CNN on MNIST DATASET
The MNIST database is available at http://yann.lecun.com/exdb/mnist/ I have uploaded a copy of the dataset in the MNIST direcctory.
The MNIST database is a dataset of handwritten digits. It has 60,000 training samples, and 10,000 test samples. Each image is represented by 28x28 pixels, each containing a value 0 - 255 with its grayscale value.
It is a subset of a larger set available from NIST. The digits have been size-normalized and centered in a fixed-size image.
It is a good database for people who want to try learning techniques and pattern recognition methods on real-world data while spending minimal efforts on preprocessing and formatting.
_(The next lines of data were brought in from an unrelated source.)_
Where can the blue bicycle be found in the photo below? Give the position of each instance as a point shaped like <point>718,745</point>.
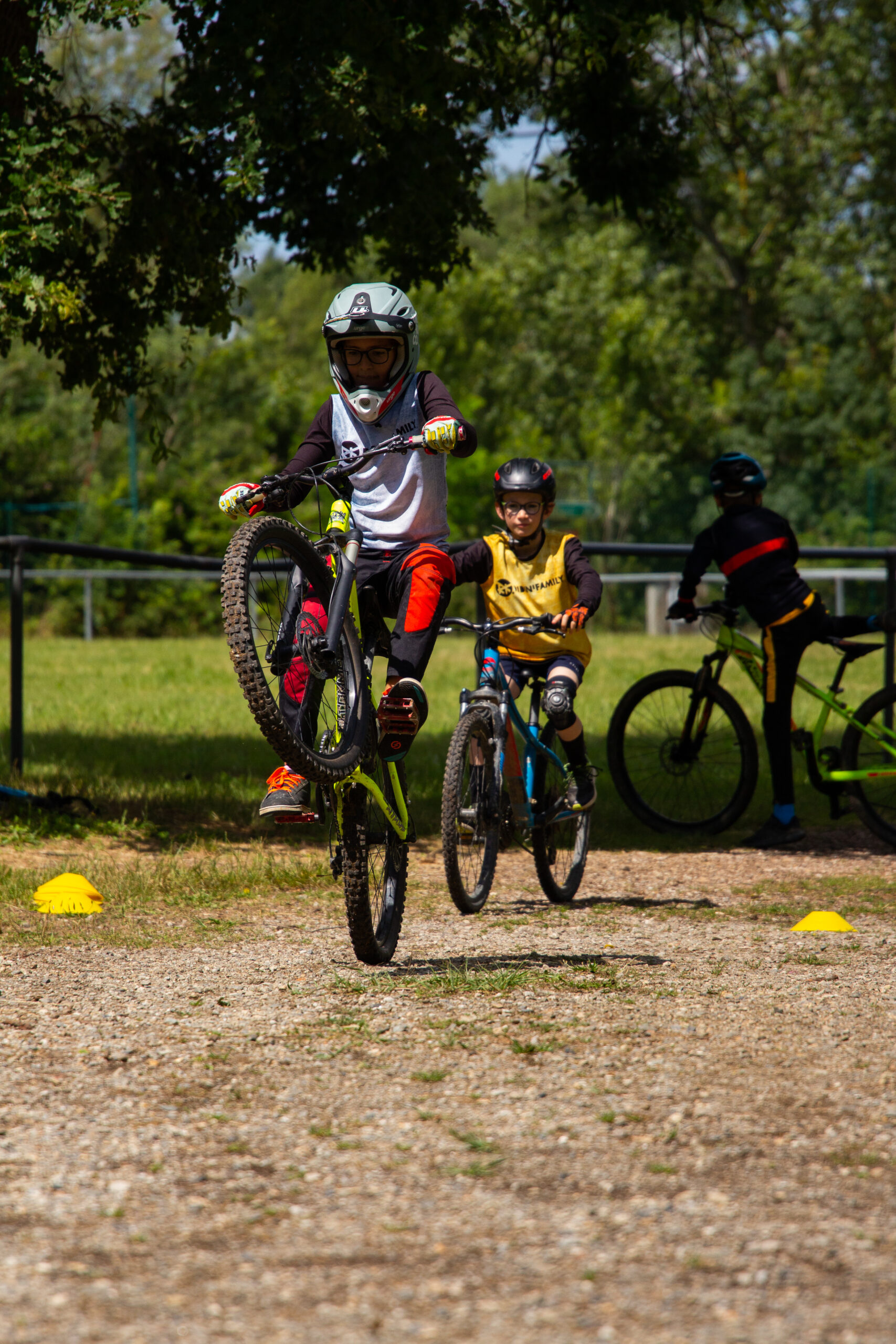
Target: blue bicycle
<point>491,795</point>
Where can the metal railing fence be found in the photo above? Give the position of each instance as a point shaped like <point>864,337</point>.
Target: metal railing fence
<point>166,566</point>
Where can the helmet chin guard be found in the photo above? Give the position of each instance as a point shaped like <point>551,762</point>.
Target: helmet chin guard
<point>373,310</point>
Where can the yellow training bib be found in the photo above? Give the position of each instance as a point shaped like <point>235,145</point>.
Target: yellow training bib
<point>532,588</point>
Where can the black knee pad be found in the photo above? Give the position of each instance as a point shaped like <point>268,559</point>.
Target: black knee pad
<point>556,702</point>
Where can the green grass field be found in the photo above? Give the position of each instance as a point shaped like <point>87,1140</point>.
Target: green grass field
<point>157,736</point>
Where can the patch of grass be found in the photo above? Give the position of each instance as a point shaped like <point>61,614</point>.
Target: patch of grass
<point>477,1170</point>
<point>530,1047</point>
<point>475,1143</point>
<point>853,1155</point>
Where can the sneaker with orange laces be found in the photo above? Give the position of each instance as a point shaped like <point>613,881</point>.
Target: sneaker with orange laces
<point>288,799</point>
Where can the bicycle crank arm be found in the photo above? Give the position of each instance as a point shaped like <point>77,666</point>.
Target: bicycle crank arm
<point>858,776</point>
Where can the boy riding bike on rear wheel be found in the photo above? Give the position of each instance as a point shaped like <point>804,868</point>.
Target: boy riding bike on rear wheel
<point>529,572</point>
<point>757,550</point>
<point>399,505</point>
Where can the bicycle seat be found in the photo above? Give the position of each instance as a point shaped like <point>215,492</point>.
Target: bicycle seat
<point>849,649</point>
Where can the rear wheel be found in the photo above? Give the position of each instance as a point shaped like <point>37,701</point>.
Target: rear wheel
<point>276,593</point>
<point>875,800</point>
<point>559,848</point>
<point>471,816</point>
<point>700,783</point>
<point>375,867</point>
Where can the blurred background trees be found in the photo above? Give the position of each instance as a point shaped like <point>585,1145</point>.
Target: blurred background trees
<point>753,308</point>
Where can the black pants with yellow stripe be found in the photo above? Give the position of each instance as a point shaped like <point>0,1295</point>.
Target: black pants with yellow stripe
<point>784,644</point>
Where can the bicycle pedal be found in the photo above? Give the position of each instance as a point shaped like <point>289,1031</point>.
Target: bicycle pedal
<point>397,716</point>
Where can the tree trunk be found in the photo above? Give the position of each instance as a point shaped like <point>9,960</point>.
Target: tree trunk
<point>18,35</point>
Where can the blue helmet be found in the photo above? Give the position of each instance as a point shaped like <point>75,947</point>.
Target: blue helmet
<point>736,474</point>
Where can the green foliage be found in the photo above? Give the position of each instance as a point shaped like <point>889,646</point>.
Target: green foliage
<point>336,128</point>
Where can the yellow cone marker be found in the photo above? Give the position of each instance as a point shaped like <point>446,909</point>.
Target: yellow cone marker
<point>823,921</point>
<point>69,894</point>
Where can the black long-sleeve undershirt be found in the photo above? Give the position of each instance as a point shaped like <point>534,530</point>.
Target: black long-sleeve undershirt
<point>319,447</point>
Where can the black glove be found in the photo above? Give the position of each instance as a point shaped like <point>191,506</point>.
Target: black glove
<point>683,611</point>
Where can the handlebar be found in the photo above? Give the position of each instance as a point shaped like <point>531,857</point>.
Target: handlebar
<point>529,624</point>
<point>332,475</point>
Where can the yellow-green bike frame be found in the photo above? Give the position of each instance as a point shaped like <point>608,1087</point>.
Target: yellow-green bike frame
<point>747,654</point>
<point>340,522</point>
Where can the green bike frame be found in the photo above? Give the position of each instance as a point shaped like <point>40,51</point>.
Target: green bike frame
<point>747,654</point>
<point>340,522</point>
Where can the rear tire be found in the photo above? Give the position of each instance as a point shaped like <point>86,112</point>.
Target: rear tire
<point>471,817</point>
<point>336,709</point>
<point>375,869</point>
<point>873,800</point>
<point>561,848</point>
<point>707,793</point>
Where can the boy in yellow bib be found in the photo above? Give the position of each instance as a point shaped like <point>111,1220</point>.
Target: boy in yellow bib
<point>531,572</point>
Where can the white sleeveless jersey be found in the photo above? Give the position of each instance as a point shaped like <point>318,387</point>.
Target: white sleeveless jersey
<point>395,499</point>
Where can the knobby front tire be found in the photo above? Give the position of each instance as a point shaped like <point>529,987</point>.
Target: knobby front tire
<point>471,816</point>
<point>664,785</point>
<point>873,800</point>
<point>276,592</point>
<point>559,848</point>
<point>374,869</point>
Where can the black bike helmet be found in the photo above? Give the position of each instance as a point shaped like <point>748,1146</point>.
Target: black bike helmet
<point>734,475</point>
<point>525,474</point>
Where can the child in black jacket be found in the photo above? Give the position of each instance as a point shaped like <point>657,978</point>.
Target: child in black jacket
<point>757,550</point>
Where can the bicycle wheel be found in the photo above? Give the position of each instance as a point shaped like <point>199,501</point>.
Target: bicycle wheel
<point>875,800</point>
<point>561,848</point>
<point>375,869</point>
<point>276,591</point>
<point>675,788</point>
<point>471,817</point>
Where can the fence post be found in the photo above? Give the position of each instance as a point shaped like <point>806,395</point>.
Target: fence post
<point>890,646</point>
<point>88,609</point>
<point>16,596</point>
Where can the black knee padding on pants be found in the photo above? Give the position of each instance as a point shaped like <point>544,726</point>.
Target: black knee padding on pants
<point>556,702</point>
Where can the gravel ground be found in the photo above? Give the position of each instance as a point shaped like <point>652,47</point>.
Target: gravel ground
<point>655,1116</point>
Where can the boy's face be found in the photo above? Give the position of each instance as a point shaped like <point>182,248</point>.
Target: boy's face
<point>523,512</point>
<point>368,359</point>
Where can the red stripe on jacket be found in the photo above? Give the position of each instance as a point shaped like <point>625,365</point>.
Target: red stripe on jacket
<point>778,543</point>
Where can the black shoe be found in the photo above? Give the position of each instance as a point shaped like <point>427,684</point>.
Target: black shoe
<point>582,792</point>
<point>400,713</point>
<point>288,799</point>
<point>775,835</point>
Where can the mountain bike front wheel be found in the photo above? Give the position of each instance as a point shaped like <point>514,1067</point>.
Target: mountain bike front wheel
<point>375,867</point>
<point>559,848</point>
<point>679,771</point>
<point>875,800</point>
<point>276,593</point>
<point>471,815</point>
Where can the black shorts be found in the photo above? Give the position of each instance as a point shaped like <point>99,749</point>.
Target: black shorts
<point>523,671</point>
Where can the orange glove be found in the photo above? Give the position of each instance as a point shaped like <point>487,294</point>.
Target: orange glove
<point>573,618</point>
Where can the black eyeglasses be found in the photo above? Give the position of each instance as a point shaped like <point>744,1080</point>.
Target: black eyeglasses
<point>378,355</point>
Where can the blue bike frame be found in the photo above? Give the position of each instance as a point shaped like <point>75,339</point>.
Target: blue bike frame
<point>520,781</point>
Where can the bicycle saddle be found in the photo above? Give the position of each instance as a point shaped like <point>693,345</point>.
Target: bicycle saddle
<point>848,649</point>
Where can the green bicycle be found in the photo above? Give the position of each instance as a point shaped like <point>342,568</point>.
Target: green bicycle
<point>303,647</point>
<point>683,754</point>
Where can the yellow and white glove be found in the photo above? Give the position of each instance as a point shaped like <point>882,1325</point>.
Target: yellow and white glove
<point>231,502</point>
<point>441,435</point>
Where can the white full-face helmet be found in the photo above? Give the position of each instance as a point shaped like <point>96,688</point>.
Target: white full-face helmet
<point>374,310</point>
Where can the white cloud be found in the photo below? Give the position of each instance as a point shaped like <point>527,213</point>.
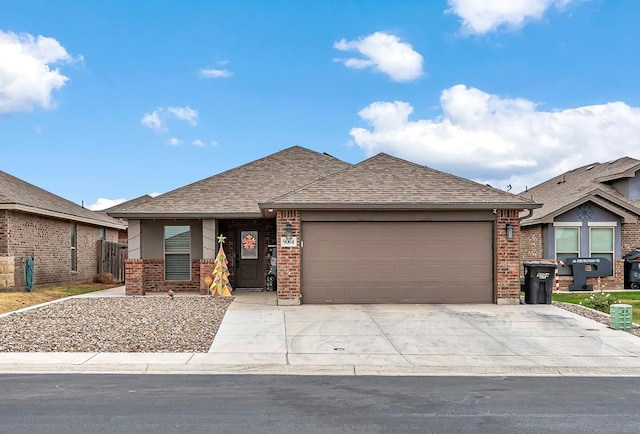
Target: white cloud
<point>156,120</point>
<point>103,203</point>
<point>185,113</point>
<point>28,75</point>
<point>499,140</point>
<point>152,120</point>
<point>485,16</point>
<point>385,53</point>
<point>215,73</point>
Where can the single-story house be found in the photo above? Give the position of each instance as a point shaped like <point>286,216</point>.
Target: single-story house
<point>385,230</point>
<point>122,235</point>
<point>59,236</point>
<point>591,211</point>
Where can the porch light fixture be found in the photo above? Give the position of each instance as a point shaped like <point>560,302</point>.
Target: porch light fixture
<point>509,231</point>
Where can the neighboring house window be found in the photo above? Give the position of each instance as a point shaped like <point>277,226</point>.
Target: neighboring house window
<point>567,246</point>
<point>177,253</point>
<point>601,240</point>
<point>74,247</point>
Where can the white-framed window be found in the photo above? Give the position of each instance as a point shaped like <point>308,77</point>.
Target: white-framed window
<point>567,246</point>
<point>177,253</point>
<point>602,242</point>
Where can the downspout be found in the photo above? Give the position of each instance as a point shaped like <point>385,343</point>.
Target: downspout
<point>527,216</point>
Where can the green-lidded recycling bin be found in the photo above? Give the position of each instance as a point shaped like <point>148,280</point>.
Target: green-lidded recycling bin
<point>621,317</point>
<point>538,281</point>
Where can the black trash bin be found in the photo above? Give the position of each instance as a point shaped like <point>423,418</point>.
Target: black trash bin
<point>633,274</point>
<point>632,270</point>
<point>538,282</point>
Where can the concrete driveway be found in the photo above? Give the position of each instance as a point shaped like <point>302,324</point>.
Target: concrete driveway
<point>414,339</point>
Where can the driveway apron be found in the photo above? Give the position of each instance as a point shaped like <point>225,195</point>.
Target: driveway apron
<point>473,338</point>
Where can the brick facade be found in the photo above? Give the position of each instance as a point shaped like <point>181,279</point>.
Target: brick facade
<point>532,250</point>
<point>134,276</point>
<point>507,258</point>
<point>4,232</point>
<point>289,263</point>
<point>531,246</point>
<point>630,237</point>
<point>49,241</point>
<point>147,275</point>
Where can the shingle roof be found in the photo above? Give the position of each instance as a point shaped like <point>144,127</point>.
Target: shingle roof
<point>386,181</point>
<point>128,204</point>
<point>20,195</point>
<point>589,182</point>
<point>238,191</point>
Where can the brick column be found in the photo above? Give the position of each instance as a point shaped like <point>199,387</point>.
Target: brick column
<point>134,276</point>
<point>206,268</point>
<point>288,260</point>
<point>507,258</point>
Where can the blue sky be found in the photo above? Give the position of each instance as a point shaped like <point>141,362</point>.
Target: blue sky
<point>106,101</point>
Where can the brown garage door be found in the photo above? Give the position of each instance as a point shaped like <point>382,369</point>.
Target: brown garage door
<point>397,262</point>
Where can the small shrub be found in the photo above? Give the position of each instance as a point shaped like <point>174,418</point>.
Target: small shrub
<point>599,301</point>
<point>104,278</point>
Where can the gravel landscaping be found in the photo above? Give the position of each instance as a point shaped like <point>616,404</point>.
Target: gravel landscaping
<point>139,324</point>
<point>595,315</point>
<point>116,324</point>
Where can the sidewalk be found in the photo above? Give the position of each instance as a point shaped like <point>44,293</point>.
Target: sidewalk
<point>258,337</point>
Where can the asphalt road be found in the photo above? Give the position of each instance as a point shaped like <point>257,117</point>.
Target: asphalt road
<point>310,404</point>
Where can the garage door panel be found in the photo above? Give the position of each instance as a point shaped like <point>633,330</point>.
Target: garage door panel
<point>378,262</point>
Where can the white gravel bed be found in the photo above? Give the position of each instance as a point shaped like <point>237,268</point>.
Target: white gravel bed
<point>595,315</point>
<point>116,324</point>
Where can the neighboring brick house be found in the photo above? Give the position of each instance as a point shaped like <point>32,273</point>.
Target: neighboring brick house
<point>382,231</point>
<point>60,235</point>
<point>589,211</point>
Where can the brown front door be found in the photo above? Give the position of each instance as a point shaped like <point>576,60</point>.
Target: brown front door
<point>250,268</point>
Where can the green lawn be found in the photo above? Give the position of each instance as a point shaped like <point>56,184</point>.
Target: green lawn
<point>629,297</point>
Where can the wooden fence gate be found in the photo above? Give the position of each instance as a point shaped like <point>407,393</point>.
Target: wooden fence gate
<point>111,257</point>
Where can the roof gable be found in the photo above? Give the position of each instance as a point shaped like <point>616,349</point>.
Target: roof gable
<point>384,180</point>
<point>590,182</point>
<point>19,195</point>
<point>238,191</point>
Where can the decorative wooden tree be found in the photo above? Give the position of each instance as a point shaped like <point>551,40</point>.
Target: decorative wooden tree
<point>220,284</point>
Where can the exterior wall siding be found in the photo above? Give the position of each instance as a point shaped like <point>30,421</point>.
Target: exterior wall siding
<point>147,274</point>
<point>49,241</point>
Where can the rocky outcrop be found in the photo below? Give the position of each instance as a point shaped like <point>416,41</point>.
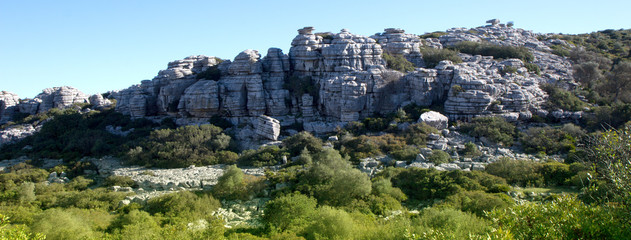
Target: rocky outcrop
<point>8,102</point>
<point>434,119</point>
<point>268,128</point>
<point>396,41</point>
<point>17,132</point>
<point>341,77</point>
<point>98,101</point>
<point>60,97</point>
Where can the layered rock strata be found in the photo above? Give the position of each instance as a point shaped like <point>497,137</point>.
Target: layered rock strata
<point>329,79</point>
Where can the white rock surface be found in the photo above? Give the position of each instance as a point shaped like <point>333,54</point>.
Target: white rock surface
<point>434,119</point>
There are four files available, which contain separately train and test, and images and labels
FILES
Main.pynb - CNN is implemented in this file
DIRECTIONS TO RUN:
Download the entire repository. Set the working directory to be the current folder Run the Main.pynb file. It automatically uses the train data to train itself and shows the test accuracy on the test data
DETAILS:
We implemented a 4 layer neural network consisting of two convolutional layers and two linear layers. The first linear one maps from a 50x4x4 dimensional space to a 500 dimensional one. After both convolutions and the first linear layer we also want to apply ReLU non-linearities. Also we have implemented two linear layers and the ReLU non-linearities.